Возникший совсем недавно орден францисканцев проповедовал нищету. Приор её тоже проповедовал. На его груди под рясой висела тяжёлая золотая цепь, мантия застёгивалась спереди золотой пряжкой, а кожа на великолепно сшитых сапогах была настолько мягкой, что её, казалось, перед этим полгода вымачивали в винном уксусе. На мизинце неярко играл светом перстень с кроваво-красным рубином. Это был холёный, властный пятидесятилетний мужчина с матовым лицом, бритой макушкой и неуловимыми глазами. В аббатстве поговаривали, что этот пастырь, призванный охранять стадо от волков, сам стал волком для своих овец.
Приор монастыря не верил в Бога. Вернее, почти не верил.

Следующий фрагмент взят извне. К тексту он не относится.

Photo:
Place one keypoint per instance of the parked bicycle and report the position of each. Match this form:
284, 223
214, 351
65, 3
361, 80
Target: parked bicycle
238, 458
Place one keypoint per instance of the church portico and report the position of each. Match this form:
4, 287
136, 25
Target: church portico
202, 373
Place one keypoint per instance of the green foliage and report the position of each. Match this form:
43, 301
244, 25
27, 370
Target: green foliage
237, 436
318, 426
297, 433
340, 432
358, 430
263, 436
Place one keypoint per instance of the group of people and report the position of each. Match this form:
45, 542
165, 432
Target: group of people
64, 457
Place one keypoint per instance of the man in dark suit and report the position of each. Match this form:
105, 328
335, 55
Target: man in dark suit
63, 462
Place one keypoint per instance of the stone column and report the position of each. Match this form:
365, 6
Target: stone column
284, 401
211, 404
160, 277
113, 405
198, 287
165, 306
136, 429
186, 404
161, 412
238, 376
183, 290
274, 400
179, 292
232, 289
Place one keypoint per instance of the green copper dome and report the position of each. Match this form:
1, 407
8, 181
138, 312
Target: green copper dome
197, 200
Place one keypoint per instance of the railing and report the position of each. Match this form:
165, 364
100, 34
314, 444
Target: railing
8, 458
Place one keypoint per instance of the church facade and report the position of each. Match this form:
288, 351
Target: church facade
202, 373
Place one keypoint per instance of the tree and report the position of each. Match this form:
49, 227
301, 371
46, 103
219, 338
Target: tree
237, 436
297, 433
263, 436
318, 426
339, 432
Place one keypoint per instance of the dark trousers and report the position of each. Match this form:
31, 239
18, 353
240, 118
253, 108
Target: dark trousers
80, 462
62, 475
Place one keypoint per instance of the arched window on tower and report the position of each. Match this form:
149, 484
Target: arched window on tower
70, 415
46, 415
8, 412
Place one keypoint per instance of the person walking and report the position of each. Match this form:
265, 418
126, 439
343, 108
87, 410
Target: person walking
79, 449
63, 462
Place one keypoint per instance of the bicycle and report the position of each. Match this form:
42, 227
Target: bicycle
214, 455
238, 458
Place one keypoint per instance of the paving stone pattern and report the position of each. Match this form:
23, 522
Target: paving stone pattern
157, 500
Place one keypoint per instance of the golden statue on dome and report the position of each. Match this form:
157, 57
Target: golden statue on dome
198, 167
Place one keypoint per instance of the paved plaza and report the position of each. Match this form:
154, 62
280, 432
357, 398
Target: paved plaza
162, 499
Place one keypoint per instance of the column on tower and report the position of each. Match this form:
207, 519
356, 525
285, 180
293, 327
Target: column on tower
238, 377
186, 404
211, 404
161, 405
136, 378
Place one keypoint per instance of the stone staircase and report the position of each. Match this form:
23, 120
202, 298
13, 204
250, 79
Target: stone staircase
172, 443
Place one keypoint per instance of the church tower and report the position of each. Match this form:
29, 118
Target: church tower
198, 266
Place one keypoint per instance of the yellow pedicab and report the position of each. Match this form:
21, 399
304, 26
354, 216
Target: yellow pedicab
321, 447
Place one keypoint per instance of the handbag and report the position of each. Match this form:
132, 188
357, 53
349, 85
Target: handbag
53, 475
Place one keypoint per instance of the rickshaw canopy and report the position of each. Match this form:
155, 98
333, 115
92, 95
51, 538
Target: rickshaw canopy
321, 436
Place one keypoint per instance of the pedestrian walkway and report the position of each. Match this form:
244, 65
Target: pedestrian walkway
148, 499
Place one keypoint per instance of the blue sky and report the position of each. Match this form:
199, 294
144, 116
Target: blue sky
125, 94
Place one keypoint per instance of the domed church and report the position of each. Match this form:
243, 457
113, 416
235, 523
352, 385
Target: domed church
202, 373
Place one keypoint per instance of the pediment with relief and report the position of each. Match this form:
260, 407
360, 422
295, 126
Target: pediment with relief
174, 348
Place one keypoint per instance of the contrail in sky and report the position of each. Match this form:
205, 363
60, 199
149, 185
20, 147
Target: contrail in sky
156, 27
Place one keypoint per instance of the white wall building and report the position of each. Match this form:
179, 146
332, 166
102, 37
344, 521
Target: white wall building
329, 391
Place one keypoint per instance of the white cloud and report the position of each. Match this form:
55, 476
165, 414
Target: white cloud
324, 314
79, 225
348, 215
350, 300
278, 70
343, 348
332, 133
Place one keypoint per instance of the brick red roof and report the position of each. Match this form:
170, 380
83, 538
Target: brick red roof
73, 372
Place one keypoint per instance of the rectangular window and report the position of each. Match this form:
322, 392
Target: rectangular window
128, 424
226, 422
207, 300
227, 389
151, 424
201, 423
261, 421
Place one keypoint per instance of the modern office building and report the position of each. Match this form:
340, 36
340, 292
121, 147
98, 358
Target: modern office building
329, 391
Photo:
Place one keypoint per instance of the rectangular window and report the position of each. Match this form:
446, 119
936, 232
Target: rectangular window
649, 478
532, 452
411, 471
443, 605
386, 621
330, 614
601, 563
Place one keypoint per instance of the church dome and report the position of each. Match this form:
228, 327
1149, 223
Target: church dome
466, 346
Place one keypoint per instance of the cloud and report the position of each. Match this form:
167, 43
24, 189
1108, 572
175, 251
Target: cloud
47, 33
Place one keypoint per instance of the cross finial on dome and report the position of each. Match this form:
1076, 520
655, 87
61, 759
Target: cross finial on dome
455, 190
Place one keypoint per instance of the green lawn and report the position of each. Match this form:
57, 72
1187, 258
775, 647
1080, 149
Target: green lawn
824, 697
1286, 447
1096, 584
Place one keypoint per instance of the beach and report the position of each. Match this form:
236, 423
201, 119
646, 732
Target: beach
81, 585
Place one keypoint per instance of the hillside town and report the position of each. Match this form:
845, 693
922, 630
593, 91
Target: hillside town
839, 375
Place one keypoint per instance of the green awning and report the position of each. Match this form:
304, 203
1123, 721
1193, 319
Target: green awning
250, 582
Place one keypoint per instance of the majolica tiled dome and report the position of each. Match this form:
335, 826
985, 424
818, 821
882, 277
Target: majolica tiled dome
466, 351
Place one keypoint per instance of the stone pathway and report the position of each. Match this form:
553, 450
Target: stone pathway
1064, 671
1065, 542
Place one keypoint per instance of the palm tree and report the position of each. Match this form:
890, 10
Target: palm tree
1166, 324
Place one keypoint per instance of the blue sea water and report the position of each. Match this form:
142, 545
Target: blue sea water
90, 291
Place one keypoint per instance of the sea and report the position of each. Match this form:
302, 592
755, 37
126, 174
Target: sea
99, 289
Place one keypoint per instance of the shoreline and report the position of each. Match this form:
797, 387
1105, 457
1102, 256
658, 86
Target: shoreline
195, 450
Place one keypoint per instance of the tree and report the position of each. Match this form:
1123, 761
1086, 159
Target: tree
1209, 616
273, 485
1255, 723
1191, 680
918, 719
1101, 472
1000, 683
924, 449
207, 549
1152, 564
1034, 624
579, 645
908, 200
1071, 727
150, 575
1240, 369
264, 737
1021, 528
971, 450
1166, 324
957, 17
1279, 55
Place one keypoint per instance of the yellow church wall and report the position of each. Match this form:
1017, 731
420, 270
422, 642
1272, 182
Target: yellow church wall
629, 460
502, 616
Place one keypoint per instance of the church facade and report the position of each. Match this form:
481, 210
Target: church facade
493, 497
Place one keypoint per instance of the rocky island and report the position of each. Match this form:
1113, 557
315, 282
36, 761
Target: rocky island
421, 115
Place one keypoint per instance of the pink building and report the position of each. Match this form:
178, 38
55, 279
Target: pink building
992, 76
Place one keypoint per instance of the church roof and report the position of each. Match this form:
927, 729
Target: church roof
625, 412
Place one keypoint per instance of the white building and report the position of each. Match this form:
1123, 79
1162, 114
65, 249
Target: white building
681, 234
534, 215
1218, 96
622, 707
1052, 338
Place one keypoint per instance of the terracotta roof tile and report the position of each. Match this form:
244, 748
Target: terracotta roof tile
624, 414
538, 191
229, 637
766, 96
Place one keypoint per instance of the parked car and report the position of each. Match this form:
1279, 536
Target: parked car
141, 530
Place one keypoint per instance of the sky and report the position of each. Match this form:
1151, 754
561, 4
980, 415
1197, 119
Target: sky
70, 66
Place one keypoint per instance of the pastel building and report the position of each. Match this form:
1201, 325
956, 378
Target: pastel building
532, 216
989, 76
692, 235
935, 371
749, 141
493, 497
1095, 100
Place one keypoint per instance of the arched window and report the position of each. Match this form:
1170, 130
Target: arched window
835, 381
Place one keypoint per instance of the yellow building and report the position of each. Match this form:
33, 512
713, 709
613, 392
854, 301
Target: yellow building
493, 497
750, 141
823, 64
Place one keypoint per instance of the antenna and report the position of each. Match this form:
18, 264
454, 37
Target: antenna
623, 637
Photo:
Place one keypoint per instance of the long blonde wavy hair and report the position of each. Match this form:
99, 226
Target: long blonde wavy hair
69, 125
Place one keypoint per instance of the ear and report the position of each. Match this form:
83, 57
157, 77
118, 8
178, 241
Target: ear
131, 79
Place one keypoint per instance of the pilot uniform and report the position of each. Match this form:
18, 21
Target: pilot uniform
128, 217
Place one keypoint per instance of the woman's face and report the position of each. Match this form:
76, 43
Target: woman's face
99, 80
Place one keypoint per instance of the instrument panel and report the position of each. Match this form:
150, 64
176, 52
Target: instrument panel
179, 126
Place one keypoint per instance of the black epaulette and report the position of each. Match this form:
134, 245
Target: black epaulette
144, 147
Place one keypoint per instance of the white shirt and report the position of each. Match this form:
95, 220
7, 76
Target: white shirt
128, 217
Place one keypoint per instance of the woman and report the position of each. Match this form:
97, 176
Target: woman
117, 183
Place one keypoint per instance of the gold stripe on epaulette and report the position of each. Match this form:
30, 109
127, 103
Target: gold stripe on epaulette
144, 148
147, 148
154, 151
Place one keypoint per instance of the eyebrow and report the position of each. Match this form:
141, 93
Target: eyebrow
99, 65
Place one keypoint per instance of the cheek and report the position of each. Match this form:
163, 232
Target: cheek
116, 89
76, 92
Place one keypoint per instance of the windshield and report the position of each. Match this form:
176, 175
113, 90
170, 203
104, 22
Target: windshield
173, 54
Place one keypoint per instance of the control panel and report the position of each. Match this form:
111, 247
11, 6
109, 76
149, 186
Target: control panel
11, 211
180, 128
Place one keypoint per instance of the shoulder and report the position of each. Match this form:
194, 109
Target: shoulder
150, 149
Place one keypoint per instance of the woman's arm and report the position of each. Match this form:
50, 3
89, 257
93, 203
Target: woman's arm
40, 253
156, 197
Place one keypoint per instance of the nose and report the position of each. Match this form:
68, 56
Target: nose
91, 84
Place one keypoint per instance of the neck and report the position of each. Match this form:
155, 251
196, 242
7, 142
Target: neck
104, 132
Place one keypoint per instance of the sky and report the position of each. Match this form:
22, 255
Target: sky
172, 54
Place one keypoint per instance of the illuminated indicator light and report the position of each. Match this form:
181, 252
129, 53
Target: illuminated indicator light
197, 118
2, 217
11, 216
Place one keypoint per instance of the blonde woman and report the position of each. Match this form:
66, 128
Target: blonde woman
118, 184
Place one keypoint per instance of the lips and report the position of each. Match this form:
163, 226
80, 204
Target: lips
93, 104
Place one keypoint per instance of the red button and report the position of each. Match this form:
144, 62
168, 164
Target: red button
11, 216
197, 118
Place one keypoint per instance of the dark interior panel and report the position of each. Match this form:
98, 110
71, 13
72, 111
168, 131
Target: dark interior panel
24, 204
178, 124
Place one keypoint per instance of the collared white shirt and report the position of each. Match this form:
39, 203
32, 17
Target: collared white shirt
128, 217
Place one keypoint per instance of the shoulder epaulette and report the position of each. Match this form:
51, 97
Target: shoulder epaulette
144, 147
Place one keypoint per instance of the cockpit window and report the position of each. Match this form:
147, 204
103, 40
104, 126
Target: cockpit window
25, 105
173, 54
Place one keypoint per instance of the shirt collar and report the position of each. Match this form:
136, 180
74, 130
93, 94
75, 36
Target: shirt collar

Ему, сыну незнатных родителей, духовная карьера представлялась единственной возможностью попасть в мир сильных. Церковь воспринималась им как лестница, ведущая к власти.
Судьбе было угодно, чтобы они непременно встретились: вихрастый деревенский мальчишка и взрослый расчётливый мужчина, использующий веру людей в своих целях. Две нити разных судеб протянулись одна к другой, – оставался лишь один маленький стежок, чтобы они вместе составили единый узор на полотне будущих событий.
Негромко разговаривая, приор вместе с представителем магистрата прошли вдоль скотных рядов, а после свернули на прилегающую к площади узкую улочку. Здесь их внимание привлекла толпа крестьян, плотно окруживших какого-то мальчишку.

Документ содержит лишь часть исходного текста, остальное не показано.